LeBron was clearly trying to cover up an irrefutable truth: he’s going bald.
And that’s okay. I mention his baldness without malice. I am a bald man who first noticed I was losing my hair when I was 17. And as a senior high school basketball star, I heard chants of “receding hairline” whenever I touched the ball in our rival’s gym (shout out to Cardinal Stritch — I scored 20 and we won by double digits).
But I was also the sort of guy who started buzzing my hair the moment I noticed it was thinning. There is no such thing as a good attempt to cover up baldness, so I didn’t try to hide it. I embraced it. Michael Jordan did the exact same thing on a much, much, much higher level.
Why should LeBron James of all people care that he’s going bald? He’s one of the five best ever at his chosen profession. He’s a champion. He’s married to a beautiful woman. He’s rich. He’s a handsome dude with the body of a Greek god. He’s The King. And on the few occasions in the past when he shaved his head, he looked great.
I’m not saying LeBron would be better solely by virtue of having less hair on his head. I’m saying that LeBron would be a better leader if he embraced who he is. In his Sports Illustrated essay announcing his Cleveland homecoming, LeBron very pointedly described his role on the team as a “mentor” to a group of younger guys and that he had “a responsibility to lead.” More than the points, assists or rebounds he can pile up, LeBron sees his leadership as the most important thing he can offer the Cavs. And while clearly LeBron is dealing with some deep-seated insecurity, that personal weakness actually gives him the opportunity to do something profound. Through accepting his physical appearance, LeBron could give the Cavs a culture of accountability, acceptance and authenticity.
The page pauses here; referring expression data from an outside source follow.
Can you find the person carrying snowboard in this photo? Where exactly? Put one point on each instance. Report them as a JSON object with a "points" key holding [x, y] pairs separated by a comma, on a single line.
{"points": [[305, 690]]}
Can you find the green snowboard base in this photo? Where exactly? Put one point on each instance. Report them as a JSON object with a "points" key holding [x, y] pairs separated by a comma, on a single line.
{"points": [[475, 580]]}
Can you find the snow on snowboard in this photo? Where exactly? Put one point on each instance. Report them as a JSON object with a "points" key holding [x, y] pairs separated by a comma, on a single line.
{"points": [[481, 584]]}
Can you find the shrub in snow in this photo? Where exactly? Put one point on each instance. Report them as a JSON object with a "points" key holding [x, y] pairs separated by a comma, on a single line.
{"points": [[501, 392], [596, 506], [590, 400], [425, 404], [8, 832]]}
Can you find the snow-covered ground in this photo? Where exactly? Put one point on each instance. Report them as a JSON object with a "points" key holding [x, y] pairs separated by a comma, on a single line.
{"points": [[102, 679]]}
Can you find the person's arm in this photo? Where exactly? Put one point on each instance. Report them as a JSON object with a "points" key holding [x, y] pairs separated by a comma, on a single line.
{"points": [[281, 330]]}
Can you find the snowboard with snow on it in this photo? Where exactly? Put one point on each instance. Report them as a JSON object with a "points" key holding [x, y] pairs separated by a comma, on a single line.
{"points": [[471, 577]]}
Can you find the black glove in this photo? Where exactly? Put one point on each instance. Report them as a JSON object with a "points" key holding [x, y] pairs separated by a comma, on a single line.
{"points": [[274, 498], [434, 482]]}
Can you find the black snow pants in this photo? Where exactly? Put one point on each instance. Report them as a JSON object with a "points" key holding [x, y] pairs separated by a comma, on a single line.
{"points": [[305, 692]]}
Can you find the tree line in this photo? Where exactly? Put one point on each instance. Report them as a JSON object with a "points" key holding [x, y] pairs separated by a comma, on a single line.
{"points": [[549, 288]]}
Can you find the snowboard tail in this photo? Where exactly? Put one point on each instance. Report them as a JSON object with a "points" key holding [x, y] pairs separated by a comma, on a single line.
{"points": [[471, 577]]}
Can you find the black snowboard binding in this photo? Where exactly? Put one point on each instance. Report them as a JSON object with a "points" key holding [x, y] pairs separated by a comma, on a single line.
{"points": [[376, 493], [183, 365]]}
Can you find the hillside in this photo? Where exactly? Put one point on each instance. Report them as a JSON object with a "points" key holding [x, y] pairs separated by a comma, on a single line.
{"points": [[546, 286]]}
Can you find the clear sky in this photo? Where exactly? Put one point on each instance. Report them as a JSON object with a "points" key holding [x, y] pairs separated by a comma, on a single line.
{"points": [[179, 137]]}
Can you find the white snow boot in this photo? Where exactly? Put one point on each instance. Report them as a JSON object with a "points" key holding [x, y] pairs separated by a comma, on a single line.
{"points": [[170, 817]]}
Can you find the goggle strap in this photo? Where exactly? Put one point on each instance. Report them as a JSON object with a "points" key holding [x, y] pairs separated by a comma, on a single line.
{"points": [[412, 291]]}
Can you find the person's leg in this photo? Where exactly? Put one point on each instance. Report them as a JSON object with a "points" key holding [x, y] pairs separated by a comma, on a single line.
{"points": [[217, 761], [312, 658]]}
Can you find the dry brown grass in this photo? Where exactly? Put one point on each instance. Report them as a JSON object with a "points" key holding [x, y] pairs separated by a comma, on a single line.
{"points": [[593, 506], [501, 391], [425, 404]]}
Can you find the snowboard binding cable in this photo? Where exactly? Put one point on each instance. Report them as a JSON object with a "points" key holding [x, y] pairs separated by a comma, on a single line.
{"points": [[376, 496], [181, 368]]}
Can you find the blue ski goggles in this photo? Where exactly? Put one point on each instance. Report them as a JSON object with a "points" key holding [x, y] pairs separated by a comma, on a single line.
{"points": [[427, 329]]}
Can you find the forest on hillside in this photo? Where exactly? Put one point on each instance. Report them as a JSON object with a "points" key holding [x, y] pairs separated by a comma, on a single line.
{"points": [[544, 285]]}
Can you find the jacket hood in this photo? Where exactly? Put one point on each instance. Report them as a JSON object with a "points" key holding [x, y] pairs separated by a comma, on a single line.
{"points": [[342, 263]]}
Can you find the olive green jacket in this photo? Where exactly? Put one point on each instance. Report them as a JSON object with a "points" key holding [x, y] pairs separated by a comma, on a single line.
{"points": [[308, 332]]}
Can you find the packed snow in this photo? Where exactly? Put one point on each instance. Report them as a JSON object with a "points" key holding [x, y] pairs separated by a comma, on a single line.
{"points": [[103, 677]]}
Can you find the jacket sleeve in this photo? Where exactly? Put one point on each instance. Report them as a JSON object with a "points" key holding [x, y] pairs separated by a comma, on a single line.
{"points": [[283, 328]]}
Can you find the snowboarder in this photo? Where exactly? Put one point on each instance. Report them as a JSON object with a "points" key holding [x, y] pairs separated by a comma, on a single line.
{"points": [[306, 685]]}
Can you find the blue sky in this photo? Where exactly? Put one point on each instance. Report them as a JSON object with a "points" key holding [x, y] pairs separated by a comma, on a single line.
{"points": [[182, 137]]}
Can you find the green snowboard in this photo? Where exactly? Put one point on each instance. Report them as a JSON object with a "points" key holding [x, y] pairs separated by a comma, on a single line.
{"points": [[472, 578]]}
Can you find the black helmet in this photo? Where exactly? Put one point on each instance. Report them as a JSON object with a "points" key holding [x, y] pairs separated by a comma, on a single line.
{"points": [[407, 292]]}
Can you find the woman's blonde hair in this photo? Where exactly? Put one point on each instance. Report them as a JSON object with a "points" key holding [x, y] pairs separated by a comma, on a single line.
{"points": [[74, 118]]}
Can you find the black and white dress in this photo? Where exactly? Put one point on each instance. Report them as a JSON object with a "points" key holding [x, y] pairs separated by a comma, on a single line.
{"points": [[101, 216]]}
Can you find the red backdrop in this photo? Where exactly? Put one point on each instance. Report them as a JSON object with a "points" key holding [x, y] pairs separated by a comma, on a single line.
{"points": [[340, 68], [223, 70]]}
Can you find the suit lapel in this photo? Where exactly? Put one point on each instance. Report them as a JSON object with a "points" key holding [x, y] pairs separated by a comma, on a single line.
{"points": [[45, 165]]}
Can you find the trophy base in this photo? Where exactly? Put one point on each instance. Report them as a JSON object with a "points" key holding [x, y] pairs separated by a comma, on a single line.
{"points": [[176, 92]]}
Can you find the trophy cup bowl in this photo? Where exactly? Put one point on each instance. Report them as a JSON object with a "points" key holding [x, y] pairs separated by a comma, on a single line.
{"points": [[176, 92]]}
Remember, this is a team that arbitrarily fired their head coach in the middle of the season. It’s a team made up of players who have continuously taken passive-aggressive shots at each other on social media. It is an organization with a wealth of talent that has underachieved without a single member owning up to his responsibility in its failures.
If LeBron were bald, he would effectively be saying to his teammates, “I’m not perfect, but I’m okay with who I am. I’m real and I’m making the most of what God has given me. Superficial things can’t affect me. Fuck egos, get rings.” Everyone else would fall in line. The Cavs would be a better team. They might even be good enough to finally bring Cleveland a championship.
I’m rooting for LeBron. And I’m rooting for him to accept himself as he is. Until then the Cavs’ title hopes are as real as his hairline.